The results for the SPH pipeline contrasts a manually generated pipeline and the corresponding automatically generated one, using the same operators in both cases. While achieving the same speed, the automatic process led to an even more efficient design concerning the number of slices due to more efficient use of delay elements, although the difference is not dramatic. But the saving in development time (about 10x), measured by a saving in written code lines of about 15x is quite impressive.
Conclusions
We presented a methodology for the design of floating-point based calculation pipelines. We introduced a HDL framework design for embedding parameterized floating-point modules in a uniform abstract interface, independent of the actually used calculation cores. It enables systematically building compact code, which is easy to simulate.

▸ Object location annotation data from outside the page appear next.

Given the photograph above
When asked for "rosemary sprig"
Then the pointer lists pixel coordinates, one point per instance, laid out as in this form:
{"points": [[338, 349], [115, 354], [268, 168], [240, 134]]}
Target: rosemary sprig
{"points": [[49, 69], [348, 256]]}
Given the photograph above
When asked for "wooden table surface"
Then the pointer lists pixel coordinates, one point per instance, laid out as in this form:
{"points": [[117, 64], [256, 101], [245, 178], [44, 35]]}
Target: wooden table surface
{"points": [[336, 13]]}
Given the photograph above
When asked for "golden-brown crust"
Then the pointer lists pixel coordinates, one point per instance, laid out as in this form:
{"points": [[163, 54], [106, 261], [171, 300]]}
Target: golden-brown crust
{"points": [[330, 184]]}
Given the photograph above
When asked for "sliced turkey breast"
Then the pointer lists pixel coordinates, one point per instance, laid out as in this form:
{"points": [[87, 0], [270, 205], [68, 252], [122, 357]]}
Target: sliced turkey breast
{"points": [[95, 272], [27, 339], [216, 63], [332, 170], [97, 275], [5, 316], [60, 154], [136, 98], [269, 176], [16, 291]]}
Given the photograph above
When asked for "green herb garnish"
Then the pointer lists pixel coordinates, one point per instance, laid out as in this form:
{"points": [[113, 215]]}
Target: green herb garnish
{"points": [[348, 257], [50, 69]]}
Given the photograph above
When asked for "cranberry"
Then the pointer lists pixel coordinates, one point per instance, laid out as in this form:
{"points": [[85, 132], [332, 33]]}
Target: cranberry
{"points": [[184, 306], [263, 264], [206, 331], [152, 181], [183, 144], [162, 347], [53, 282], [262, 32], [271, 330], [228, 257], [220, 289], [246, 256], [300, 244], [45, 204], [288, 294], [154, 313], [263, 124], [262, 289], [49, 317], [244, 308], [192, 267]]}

Based on this abstraction layer a tool for automatically generating VHDL code for arbitrary complex calculation pipelines was presented. By designing an architecture in a very intuitive programming-like way with a specially designed pipeline description language, ready-to-use FPGA designs with production quality are generated. Even arbitrary control signal flow is supported which means that designs can be generated which fit without modification to any top-level control architecture. The design examples were presented for Virtex2 FPGAs but up-to-date FPGAs like Virtex4 are already supported.
Our approach frees the FPGA designer from the tedious and error-prone process of producing calculation pipelines. With this work, the design of highly complex calculation pipelines for scientific simulation applications can be done at the speed of writing software.